The man responsible for flying the Australian flag at the Interdominions tonight says it may not soar very high.
Victorian horseman Lance Justice will partner millionaire pacer Sokyola, and the pair are the only Australians favoured to break the local stranglehold on the series.
Sokyola was the only Australian heat winner on the first night of the $1.7 million Alexandra Park carnival and looks like the raiders' best chance of defending the Interdom title.
But Justice says the army of Australians in town for the meeting may not have much to cheer about.
Sokyola has drawn a tricky barrier on the inside of the front line, raising the possibility he will get trapped away on the markers and struggle to get a crack at his Kiwi rivals over the sprint distance.

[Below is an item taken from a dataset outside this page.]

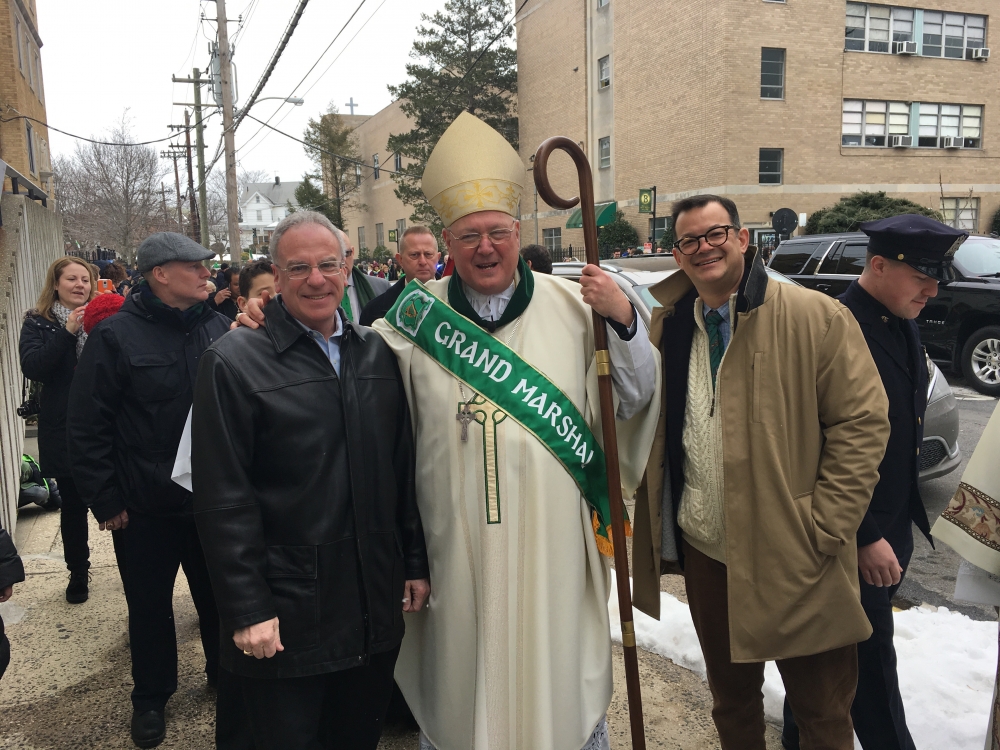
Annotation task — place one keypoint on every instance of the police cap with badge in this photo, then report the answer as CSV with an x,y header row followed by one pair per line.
x,y
925,244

This means even though he is a dual Miracle Mile winner, Sokyola will need the unexpected to win.
"It doesn't look good for us," admitted Justice. "I still think Soky can win the final [on March 18] but this race will be very, very hard to crack."
Tonight's second round of five heats are all over 1700m, meaning those horses who get back will struggle to make ground, let alone pass the leaders.
"But at least we got good points for winning on the first night so if he can't win this one we are still on track for the final."
That $750,000 final is already shaping as New Zealand's best chance of a home-soil Interdom victory since Mark Hanover led home a local trifecta at Alexandra Park in 1991.
With Elsu and Just An Excuse having thrashed the Australians in the first round of heats last Friday they now dominate betting on the Grand Final.
That leaves Justice feeling patriotically defiant.
"I know we have a big job in front of us because Elsu and Just An Excuse are great horses but I won't be taking a backward step to them.
"I can tell you one thing, we won't be making it easy for them ... we are not just representing ourselves, we are here representing Australia."
While Sokyola and Justice have plenty of numerical back-up, most of their fellow Australians have little chance of winning either the pacing grand final or the $250,000 trotting final, to be run the same night.
Trotters Sumthingaboutmaori and Sammy Do Good look like Australia's only other serious Grand Final winning hopes, with Flashing Red an outside chance in the pacing final.
The rest could be getting from our horses what we have been copping from their cricketers in the past month.
Bookmakers on both sides of the Tasman have deviated little from their long-held belief glamour boy Elsu will win the pacing final, with the South Auckland pacer as short as $1.90 in the latest pre-post markets.
The champion has drawn barrier two in tonight's final pacing heat and is expected to extend his winning sequence to five, so dominant has he become he is paying just $1.25 to win.